Leading huntsman fined over advice on how to hide illegal fox hunting


The reputation of Britain’s hunting community has been dealt a serious blow after a prominent huntsman was convicted of encouraging others to hide the illegal hunting of live foxes behind a “smokescreen” of trail hunting.

Mark Hankinson, the director of the Masters of the Foxhounds Association, was found guilty of encouraging or assisting others to commit an offence over his comments in two webinars in front of an audience of more than 100 MFHA members.

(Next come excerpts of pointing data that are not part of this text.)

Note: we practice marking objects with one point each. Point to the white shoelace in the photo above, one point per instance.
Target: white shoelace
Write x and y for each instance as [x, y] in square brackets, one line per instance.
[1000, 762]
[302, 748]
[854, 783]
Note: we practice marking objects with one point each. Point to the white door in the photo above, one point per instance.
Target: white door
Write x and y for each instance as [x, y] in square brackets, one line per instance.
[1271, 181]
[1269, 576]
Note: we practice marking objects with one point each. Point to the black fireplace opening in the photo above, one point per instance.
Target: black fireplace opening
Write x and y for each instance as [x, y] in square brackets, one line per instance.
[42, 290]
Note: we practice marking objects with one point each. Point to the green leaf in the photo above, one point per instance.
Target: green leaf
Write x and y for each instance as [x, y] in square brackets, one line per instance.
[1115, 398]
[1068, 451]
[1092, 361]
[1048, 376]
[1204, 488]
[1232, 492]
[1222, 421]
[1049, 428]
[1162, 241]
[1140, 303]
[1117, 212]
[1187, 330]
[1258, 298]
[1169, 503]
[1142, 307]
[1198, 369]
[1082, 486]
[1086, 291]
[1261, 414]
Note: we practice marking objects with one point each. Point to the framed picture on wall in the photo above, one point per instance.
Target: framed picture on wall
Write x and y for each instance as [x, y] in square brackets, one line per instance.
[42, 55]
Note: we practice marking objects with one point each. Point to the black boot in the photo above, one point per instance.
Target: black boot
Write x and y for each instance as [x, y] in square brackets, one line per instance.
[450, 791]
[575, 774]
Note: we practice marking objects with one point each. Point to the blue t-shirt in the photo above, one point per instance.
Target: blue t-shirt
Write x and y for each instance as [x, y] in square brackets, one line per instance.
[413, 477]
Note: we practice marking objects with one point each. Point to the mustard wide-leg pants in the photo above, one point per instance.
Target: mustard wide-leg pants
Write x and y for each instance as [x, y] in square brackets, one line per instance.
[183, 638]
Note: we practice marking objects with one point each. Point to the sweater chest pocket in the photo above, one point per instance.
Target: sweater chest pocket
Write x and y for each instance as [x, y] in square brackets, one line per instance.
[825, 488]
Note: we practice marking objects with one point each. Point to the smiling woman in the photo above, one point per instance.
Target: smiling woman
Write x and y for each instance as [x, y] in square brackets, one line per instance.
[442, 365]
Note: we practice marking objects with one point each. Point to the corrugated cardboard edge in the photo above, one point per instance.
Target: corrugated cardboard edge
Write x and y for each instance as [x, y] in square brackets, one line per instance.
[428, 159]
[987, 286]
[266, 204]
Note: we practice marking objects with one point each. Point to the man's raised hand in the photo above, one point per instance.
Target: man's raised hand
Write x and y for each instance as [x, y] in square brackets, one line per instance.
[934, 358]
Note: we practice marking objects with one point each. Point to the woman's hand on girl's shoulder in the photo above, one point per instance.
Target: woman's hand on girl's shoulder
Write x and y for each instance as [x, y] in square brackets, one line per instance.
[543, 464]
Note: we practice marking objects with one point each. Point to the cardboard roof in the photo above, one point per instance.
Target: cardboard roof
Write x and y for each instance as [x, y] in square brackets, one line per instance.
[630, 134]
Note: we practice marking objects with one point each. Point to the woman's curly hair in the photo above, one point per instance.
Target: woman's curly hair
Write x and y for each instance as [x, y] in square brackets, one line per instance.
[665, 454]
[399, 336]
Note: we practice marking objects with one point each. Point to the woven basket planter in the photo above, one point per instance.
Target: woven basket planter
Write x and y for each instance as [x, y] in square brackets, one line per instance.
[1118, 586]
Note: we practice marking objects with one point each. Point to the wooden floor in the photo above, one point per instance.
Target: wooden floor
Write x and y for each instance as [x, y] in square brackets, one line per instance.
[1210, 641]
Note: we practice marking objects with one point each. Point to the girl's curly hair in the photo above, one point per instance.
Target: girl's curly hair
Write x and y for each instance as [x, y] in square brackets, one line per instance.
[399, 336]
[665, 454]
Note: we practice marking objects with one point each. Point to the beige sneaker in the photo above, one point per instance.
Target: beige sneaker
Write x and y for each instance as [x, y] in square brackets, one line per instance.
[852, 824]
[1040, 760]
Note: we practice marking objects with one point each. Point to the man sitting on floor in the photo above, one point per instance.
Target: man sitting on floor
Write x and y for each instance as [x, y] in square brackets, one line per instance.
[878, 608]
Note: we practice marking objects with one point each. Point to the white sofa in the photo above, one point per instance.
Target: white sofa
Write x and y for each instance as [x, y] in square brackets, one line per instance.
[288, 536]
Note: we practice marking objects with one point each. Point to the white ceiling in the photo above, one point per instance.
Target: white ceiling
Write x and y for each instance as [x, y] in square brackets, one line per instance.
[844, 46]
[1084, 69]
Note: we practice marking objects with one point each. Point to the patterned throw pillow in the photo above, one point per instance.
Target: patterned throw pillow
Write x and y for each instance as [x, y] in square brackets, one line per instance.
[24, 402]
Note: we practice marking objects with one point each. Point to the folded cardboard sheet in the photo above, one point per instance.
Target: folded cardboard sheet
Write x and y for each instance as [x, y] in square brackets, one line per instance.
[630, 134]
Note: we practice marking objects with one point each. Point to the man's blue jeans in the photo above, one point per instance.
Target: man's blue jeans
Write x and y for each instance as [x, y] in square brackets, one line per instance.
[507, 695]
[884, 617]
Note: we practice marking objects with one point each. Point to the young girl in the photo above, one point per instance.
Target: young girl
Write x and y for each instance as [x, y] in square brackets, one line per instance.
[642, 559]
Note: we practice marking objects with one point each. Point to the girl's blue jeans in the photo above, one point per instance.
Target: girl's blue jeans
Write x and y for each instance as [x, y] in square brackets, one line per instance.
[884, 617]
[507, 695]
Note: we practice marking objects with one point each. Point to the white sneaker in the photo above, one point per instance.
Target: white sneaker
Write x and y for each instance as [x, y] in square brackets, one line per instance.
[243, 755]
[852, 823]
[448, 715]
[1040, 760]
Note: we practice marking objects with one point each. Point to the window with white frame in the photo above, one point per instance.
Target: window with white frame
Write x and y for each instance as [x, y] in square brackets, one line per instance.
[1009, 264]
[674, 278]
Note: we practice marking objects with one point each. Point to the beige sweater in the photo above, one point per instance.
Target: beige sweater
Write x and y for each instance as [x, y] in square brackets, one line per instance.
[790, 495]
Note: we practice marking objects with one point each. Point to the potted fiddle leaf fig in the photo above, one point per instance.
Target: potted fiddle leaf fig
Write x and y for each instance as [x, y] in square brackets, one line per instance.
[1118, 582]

The 60-year-old, of Frampton Farm, Sherborne, Dorset, was charged after footage from the training webinars, broadcast in August 2020, was obtained by hunt saboteurs, who passed it to the media and the police.

In trail hunting, devised after the Hunting Act banned the hunting of foxes with dogs, a “trail layer” goes out ahead of the hunt, dragging a rag coated in an animal scent. Huntsmen cast the hounds to this scent, and follow it to the end of the trail.

Demonstrator outside court
A demonstration by the League Against Cruel Sports outside Westminster magistrates court during the case. Photograph: Jill Mead/The Guardian

Speaking on the webinars, Hankinson had said: “We need to have clear, visible, plausible trail laying being done throughout the day … It’s a lot easier to create a smokescreen if you’ve got more than one trail layer operating, and that is what it’s all about, trying to portray to the people watching that you’re going about your legitimate business.”

Giving his verdict at Westminster magistrates court on Friday afternoon, deputy chief magistrate Tan Ikram quoted extensively from transcripts of Hankinson’s comments. “In my judgment he was clearly encouraging the mirage of trail laying to act as a cover for old-fashioned hunting,” he said.

“Perhaps most incriminating was the advice that trail laying had to be as ‘plausible’ as possible. There would be no need to suggest that [a trail layer] was needed unless it was a sham or a smokescreen.”

Ikram added: “As he himself said, he was speaking to ‘like-minded people’ and could therefore speak freely. He did not expect his words to be recorded and released into the public domain.

“It was clearly advice and encouragement to commit the offence of hunting a wild mammal with a dog. I am sure he intended to encourage the commission of that offence.”

Ikram fined Hankinson £1,000 and told him he must pay a contribution of £2,500 towards costs.

Members of the Hunt Saboteurs Association and the League Against Cruel Sports were outside the court.

“This is the most significant case since the Hunting Act came in in 2005,” Chris Luffingham, the league’s director of campaigns, said. “This means the edifice of respectability that the hunting community has carefully constructed around trail hunting has been completely smashed to pieces.

“Trail hunting is nothing but a fiction. We have been saying this for years and now it’s truly gratifying that the truth has come out in court. Any excuse of the use of trail hunting in the future is not worth the paper it’s written on.”